The backend also provides a server-side host_page_wait tool for waiting 3 to 60 seconds while pages render, animate, navigate, or settle after async work. Recommended action flow:
  1. Start with host_page_snapshot to understand the page and identify targets.
  2. Prefer host_page_fill, host_page_press, and host_page_select for clear form fields.
  3. If one click does not change the page, do not repeat the same click. Use host_page_wait_for, host_page_screenshot, or host_page_pointer instead.
  4. Screenshot coordinates are viewport CSS pixels. They are not OS screen coordinates and do not include browser chrome or the ChatKit side panel.

Troubleshooting

ChatKit asks me to configure it

Check that ChatKit frame URL, Xpert API URL, and Client Secret / API Key are filled in the extension Options page. Also confirm that the configured xpertId belongs to a published digital expert.

The page overlay does not open

The overlay can only be injected into HTTP(S) pages. Avoid chrome://, the Chrome Web Store, PDF viewer pages, extension pages, browser settings pages, and other restricted surfaces.

The agent cannot click or fill the page

Confirm that Allow agents to operate the host page is enabled in Options. If Chrome asks for debugger permission, allow the extension to connect to the current tab. For complex pages, ask the agent to take a screenshot and then use host_page_pointer with viewport coordinates instead of repeating DOM clicks.

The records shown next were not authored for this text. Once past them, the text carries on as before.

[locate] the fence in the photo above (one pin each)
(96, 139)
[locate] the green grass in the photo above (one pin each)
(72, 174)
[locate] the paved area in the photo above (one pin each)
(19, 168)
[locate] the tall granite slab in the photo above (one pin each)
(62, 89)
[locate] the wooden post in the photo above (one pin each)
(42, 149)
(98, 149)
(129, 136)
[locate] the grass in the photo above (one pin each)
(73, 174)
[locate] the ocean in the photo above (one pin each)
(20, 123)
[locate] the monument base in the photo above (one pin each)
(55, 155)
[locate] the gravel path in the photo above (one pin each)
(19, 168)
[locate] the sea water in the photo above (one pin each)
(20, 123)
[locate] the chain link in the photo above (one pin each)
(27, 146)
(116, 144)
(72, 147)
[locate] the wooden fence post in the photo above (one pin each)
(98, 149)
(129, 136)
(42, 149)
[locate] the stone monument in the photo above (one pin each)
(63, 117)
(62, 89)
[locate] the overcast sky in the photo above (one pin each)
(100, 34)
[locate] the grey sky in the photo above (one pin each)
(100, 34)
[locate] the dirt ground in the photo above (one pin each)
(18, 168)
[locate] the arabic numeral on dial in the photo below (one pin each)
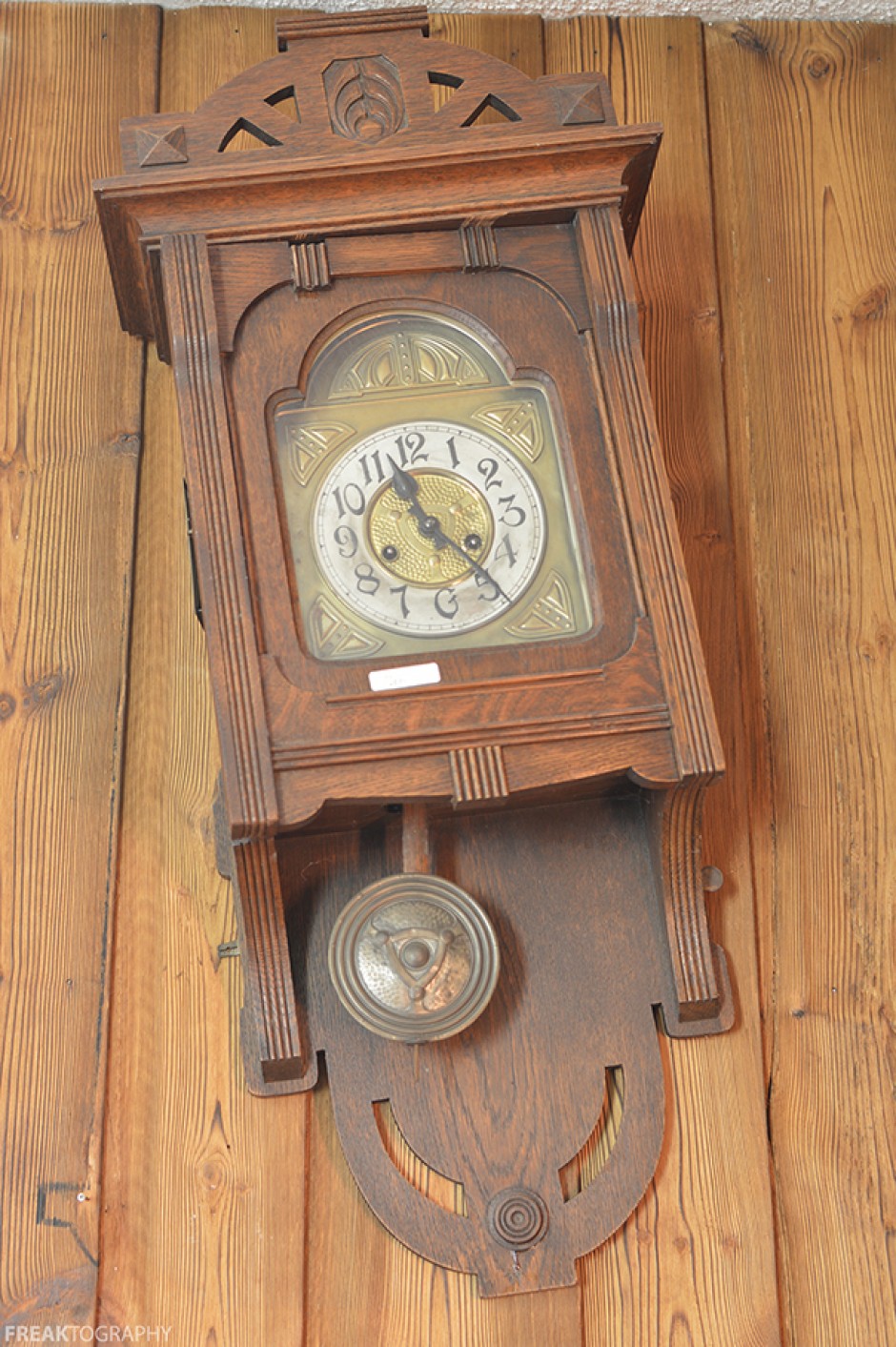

A private or local ChatKit frame is blocked by Chrome

Make sure the service behind frameUrl allows extension pages to embed it. Do not return X-Frame-Options headers that block embedding, and check whether Content-Security-Policy: frame-ancestors allows extension usage.

Auto launch Pet does not work

Make sure all required conditions are true: Enable page overlay is enabled, Auto launch page pet is enabled, Launch mode is Pet launcher, the tab is an HTTP(S) page, and the base configuration validates successfully.